Compounded with low levels of savings, the negative shock in income that citizens in developing countries face may push them to the brink of starvation. The World Food Program predicts that the coronavirus crisis will double the amount of people worldwide experiencing acute hunger. As Imran Khan, Pakistan’s Prime Minister, put it, “if we shut down the cities…we will save [people] from corona at one end, but they will die from hunger.” As a result, critics argue that keeping these economies closed may not be worth it at all. “I think it’s a different kind of cruelty to keep impoverished people from supporting themselves,” said Cassandra Ng ’20. 

The cost of these lockdowns compound. School closures can permanently reduce human capital development and some students, especially female ones whose parents are less invested in their education, may never return to their studies if their families are still short on money. As this crisis rages on, economic concerns have only worsened. Commodity demand has been reduced, bringing in less export revenue for developing countries while other industries like tourism have collapsed entirely. Foreign debt repayments and imports have only become more expensive as developing countries need them most, as their currencies have declined by an average of 25 percent. 

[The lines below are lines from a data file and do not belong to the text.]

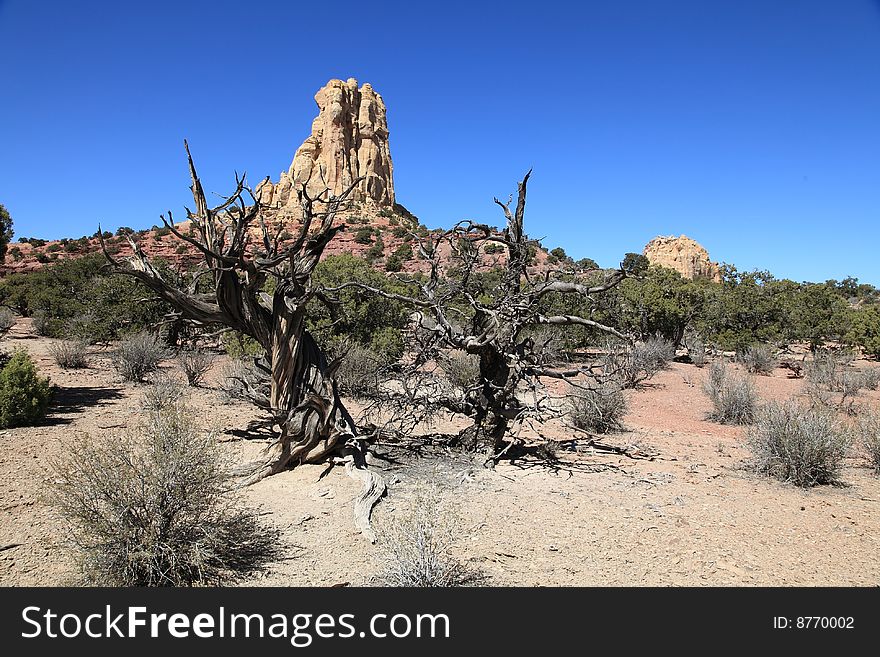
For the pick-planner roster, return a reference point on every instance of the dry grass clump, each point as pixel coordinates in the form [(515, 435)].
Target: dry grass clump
[(598, 410), (70, 354), (461, 369), (195, 364), (7, 320), (804, 445), (151, 507), (417, 545), (137, 355), (868, 432), (734, 398), (358, 372), (632, 365), (757, 359)]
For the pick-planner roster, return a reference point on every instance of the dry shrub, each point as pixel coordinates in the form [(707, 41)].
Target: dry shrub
[(868, 432), (235, 378), (70, 354), (138, 355), (548, 344), (461, 369), (151, 508), (358, 372), (417, 544), (696, 350), (636, 364), (43, 324), (831, 371), (166, 392), (598, 410), (801, 444), (734, 398), (758, 359), (7, 320), (871, 378), (195, 364)]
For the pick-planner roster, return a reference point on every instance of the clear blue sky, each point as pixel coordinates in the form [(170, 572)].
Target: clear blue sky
[(752, 126)]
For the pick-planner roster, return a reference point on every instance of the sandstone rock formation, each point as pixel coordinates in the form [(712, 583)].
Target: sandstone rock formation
[(684, 255), (349, 140)]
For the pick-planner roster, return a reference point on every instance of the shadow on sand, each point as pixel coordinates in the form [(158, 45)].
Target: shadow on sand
[(77, 399)]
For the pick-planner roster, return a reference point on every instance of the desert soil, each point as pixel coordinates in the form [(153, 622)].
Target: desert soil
[(693, 515)]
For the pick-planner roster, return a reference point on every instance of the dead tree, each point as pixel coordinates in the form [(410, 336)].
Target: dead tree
[(301, 393), (494, 330)]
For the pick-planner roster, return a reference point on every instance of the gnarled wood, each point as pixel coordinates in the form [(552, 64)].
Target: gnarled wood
[(302, 395)]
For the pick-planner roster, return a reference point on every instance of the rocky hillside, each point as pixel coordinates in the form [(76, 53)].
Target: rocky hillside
[(684, 255), (349, 140)]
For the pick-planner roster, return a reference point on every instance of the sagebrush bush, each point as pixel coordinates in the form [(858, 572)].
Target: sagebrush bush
[(166, 392), (549, 344), (70, 354), (830, 370), (696, 351), (757, 359), (801, 444), (358, 372), (462, 370), (152, 508), (734, 398), (24, 395), (7, 320), (416, 545), (871, 378), (638, 363), (195, 364), (599, 410), (240, 346), (138, 355), (233, 377), (868, 432), (44, 324)]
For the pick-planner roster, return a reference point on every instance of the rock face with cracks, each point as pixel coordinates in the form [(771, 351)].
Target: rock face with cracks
[(349, 140), (684, 255)]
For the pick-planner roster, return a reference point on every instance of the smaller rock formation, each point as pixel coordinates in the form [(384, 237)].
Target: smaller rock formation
[(684, 255)]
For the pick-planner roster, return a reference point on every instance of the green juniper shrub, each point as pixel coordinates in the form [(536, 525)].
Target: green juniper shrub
[(24, 395)]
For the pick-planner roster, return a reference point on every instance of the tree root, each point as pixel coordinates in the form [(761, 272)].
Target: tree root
[(373, 489)]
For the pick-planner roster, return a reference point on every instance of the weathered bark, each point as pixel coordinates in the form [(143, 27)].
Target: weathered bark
[(302, 398)]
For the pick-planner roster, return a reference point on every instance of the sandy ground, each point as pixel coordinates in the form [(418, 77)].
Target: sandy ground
[(694, 515)]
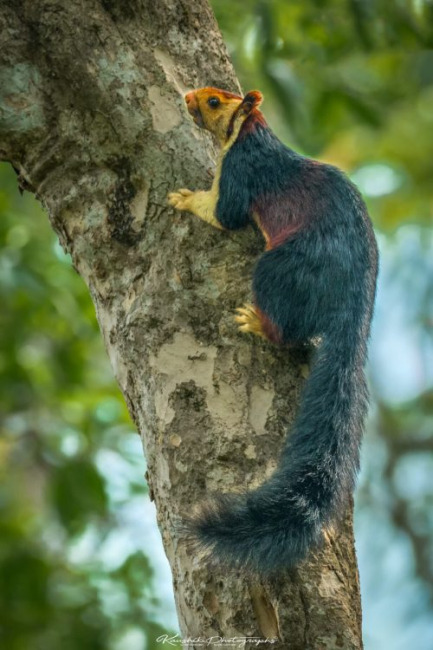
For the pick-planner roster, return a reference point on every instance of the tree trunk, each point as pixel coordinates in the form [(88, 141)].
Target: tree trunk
[(92, 118)]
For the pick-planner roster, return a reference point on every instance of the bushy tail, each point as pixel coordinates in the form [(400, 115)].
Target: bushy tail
[(275, 526)]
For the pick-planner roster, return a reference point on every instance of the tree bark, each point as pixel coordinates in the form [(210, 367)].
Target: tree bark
[(92, 118)]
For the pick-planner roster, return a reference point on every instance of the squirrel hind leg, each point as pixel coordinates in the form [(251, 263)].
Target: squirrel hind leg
[(253, 320)]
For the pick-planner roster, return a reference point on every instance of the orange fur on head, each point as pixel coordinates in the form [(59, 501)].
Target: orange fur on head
[(217, 110)]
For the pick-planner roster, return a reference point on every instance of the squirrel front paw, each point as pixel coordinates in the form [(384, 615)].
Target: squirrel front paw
[(180, 199)]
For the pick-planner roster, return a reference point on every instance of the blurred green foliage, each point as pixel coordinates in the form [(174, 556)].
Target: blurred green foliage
[(63, 428), (348, 81)]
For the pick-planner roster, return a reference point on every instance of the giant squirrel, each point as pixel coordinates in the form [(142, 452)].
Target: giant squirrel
[(315, 280)]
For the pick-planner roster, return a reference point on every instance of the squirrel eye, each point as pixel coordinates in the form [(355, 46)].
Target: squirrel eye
[(213, 102)]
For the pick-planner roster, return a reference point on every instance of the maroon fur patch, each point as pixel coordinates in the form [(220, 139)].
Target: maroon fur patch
[(283, 216)]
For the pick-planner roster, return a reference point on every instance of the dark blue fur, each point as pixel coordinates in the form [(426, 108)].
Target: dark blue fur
[(318, 283)]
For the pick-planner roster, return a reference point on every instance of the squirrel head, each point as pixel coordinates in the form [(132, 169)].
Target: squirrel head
[(220, 112)]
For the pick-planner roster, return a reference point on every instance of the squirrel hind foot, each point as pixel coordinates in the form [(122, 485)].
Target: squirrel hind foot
[(249, 321)]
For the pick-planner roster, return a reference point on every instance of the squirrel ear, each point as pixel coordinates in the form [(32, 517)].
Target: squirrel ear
[(252, 99)]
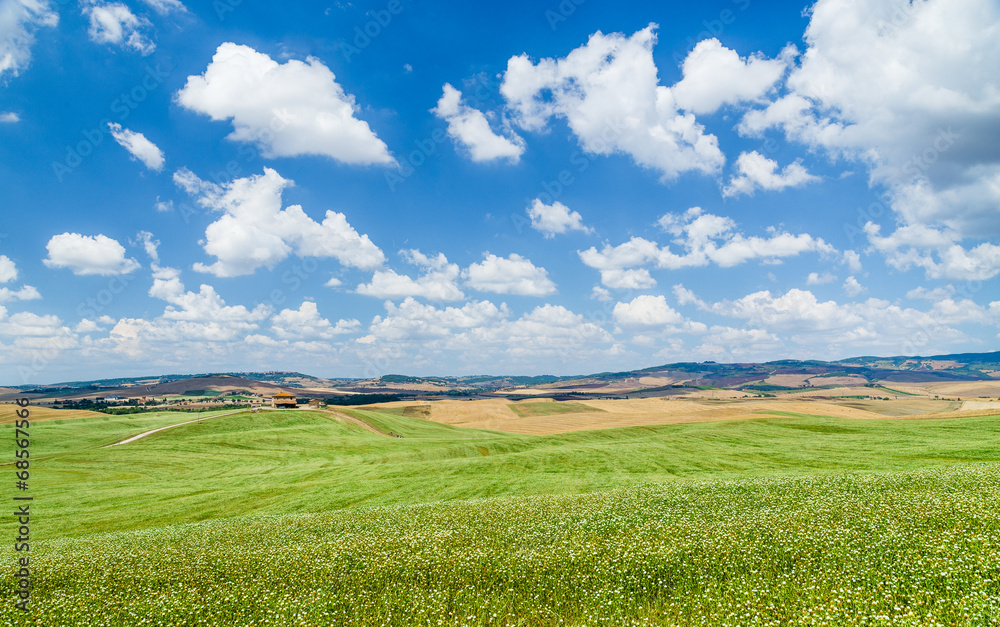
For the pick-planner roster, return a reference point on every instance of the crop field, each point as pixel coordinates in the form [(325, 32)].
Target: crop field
[(305, 518), (544, 417)]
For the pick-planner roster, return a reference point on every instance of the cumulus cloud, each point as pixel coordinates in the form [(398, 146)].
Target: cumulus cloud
[(305, 323), (166, 7), (32, 332), (715, 76), (470, 128), (923, 118), (437, 282), (413, 332), (755, 171), (114, 23), (8, 269), (852, 287), (512, 275), (8, 273), (138, 146), (609, 94), (286, 109), (803, 322), (646, 311), (254, 231), (937, 251), (816, 278), (19, 20), (88, 254), (555, 219), (704, 239)]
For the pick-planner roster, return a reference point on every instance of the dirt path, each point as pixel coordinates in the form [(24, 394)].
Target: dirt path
[(353, 420), (142, 435)]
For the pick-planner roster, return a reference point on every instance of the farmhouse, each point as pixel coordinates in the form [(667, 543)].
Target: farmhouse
[(283, 400)]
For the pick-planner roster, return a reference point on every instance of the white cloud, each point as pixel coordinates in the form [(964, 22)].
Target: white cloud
[(922, 116), (607, 91), (715, 76), (256, 232), (933, 295), (513, 275), (150, 245), (290, 109), (816, 278), (469, 127), (138, 146), (8, 269), (26, 292), (646, 311), (936, 251), (438, 281), (754, 171), (601, 294), (555, 218), (805, 323), (31, 331), (705, 239), (19, 19), (165, 7), (305, 323), (189, 321), (87, 254), (114, 23), (8, 273), (413, 333), (852, 288), (853, 260)]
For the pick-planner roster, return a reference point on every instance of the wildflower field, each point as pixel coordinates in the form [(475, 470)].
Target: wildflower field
[(294, 519)]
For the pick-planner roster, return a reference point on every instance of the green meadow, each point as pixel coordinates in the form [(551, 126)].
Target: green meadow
[(300, 518)]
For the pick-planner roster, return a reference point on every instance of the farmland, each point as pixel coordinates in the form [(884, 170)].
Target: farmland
[(773, 516)]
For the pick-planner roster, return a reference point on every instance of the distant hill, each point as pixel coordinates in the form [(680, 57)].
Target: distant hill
[(766, 377)]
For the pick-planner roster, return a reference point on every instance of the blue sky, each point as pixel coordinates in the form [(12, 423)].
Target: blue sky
[(353, 189)]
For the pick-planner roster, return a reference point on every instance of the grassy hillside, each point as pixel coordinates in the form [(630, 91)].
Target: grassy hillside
[(305, 518), (911, 548), (302, 461)]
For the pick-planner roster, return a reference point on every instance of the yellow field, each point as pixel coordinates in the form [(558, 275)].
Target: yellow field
[(497, 415)]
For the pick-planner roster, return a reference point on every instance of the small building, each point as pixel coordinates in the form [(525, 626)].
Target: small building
[(283, 400)]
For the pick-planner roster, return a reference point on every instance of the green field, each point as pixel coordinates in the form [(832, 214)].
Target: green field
[(298, 518)]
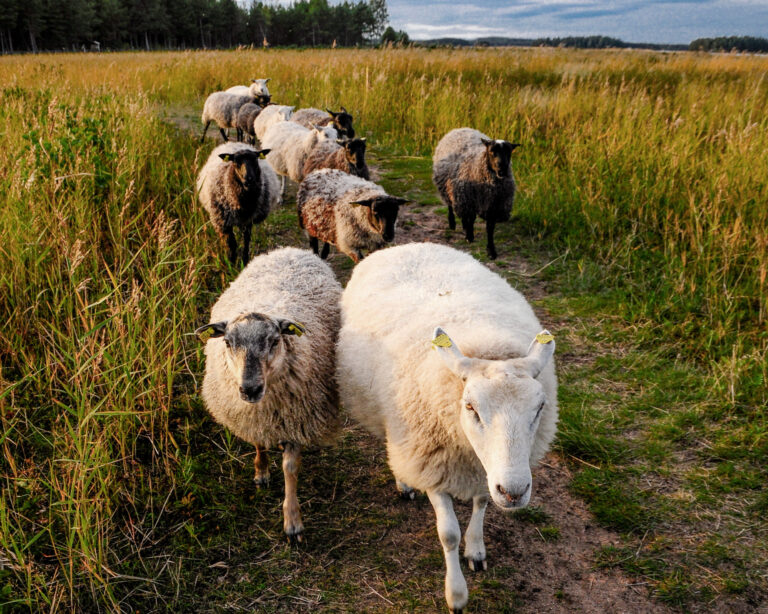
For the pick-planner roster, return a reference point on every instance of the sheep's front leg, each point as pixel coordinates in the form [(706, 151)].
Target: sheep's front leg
[(451, 218), (291, 515), (490, 247), (261, 466), (450, 536), (468, 224), (246, 243), (474, 548), (406, 492), (229, 233)]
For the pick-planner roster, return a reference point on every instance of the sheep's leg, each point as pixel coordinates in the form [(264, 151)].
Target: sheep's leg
[(231, 245), (291, 515), (451, 218), (406, 492), (468, 224), (247, 243), (261, 466), (490, 247), (456, 593), (474, 548)]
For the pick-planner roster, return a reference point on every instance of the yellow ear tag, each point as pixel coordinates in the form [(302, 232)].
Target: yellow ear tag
[(205, 334), (295, 330), (544, 338), (442, 341)]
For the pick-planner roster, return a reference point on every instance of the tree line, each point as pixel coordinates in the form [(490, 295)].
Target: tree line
[(73, 25), (752, 44)]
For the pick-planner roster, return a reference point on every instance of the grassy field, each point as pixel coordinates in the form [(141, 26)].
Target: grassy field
[(641, 229)]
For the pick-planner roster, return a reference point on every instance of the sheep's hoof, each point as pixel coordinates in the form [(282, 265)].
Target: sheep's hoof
[(294, 539), (477, 565)]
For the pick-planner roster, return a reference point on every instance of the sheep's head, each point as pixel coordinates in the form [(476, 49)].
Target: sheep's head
[(254, 347), (499, 156), (259, 88), (342, 121), (501, 407), (354, 152), (382, 213), (246, 165)]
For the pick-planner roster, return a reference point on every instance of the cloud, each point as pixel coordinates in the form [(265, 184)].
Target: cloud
[(653, 21)]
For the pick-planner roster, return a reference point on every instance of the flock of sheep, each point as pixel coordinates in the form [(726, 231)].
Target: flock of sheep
[(425, 347)]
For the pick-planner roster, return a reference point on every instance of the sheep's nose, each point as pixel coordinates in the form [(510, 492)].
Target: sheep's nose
[(513, 496), (252, 394)]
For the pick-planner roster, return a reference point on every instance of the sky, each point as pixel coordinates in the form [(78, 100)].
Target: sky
[(647, 21)]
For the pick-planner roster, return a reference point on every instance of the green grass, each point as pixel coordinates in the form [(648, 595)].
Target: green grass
[(639, 227)]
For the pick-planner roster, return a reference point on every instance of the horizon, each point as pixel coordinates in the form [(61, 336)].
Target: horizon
[(661, 22)]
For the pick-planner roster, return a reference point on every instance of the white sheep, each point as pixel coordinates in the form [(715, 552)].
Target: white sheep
[(267, 381), (473, 175), (257, 89), (237, 188), (271, 114), (346, 211), (464, 416), (291, 144), (342, 120)]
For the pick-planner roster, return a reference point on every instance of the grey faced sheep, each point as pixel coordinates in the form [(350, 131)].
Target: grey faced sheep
[(222, 108), (342, 120), (473, 175), (291, 144), (265, 379), (346, 211), (237, 188), (345, 154), (257, 89), (464, 416), (272, 114), (244, 121)]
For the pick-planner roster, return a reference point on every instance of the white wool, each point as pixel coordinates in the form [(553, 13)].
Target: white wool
[(290, 145), (292, 284), (271, 114), (394, 384)]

The United Nations has offered to help, contributing a $2 billion emergency medical fund to developing countries, but such a small sum will not even begin to seriously mitigate the negative effects of the virus in vulnerable regions. 

The consequences of this virus will be long-lasting and devastating for the world’s poorest countries and citizens. McKinsey estimates that as many as one third of all jobs in Africa will be lost due to the coronavirus-induced crisis, with Africa’s first recession in 25 years on the horizon. The World Food Program predicts a famine to emerge in around three dozen countries. 

In a continent like Africa, such a crisis will have long-ranging effects of reversing progress against extreme poverty as those that lose their jobs fall into destitution, rarely getting the help needed to find gainful employment and support themselves once the crisis is over. The United Nations predicts that 29 million Africans will be pushed into extreme poverty, with this number possibly doubling or tripling if the situation worsens. Rwanda’s President has warned that it will take “a generation or more” for the continent to recover. 

All the while, development will stall. Polio eradication efforts in Africa have been put on hold, as has the distribution of vitamin A supplements, which is crucial to saving the lives of children and preventing blindness. Programs that feed hungry children in schools have been shuttered with the closure of schools. The poorest countries in the world, after a decade of progress on poverty reduction, vaccinations, and improvements in governance, are backsliding on all fronts with the light at the end of the tunnel still yet to be seen. Hope rests in multilateral institutions to step in and help, the same institutions that industrialized countries have been turning their backs upon. Sometimes it takes a crisis to reorient the world, but in which direction the world will land is still an open question. 

“I think it’s a different kind of cruelty to keep impoverished people from supporting themselves,” said Cassandra Ng ’20.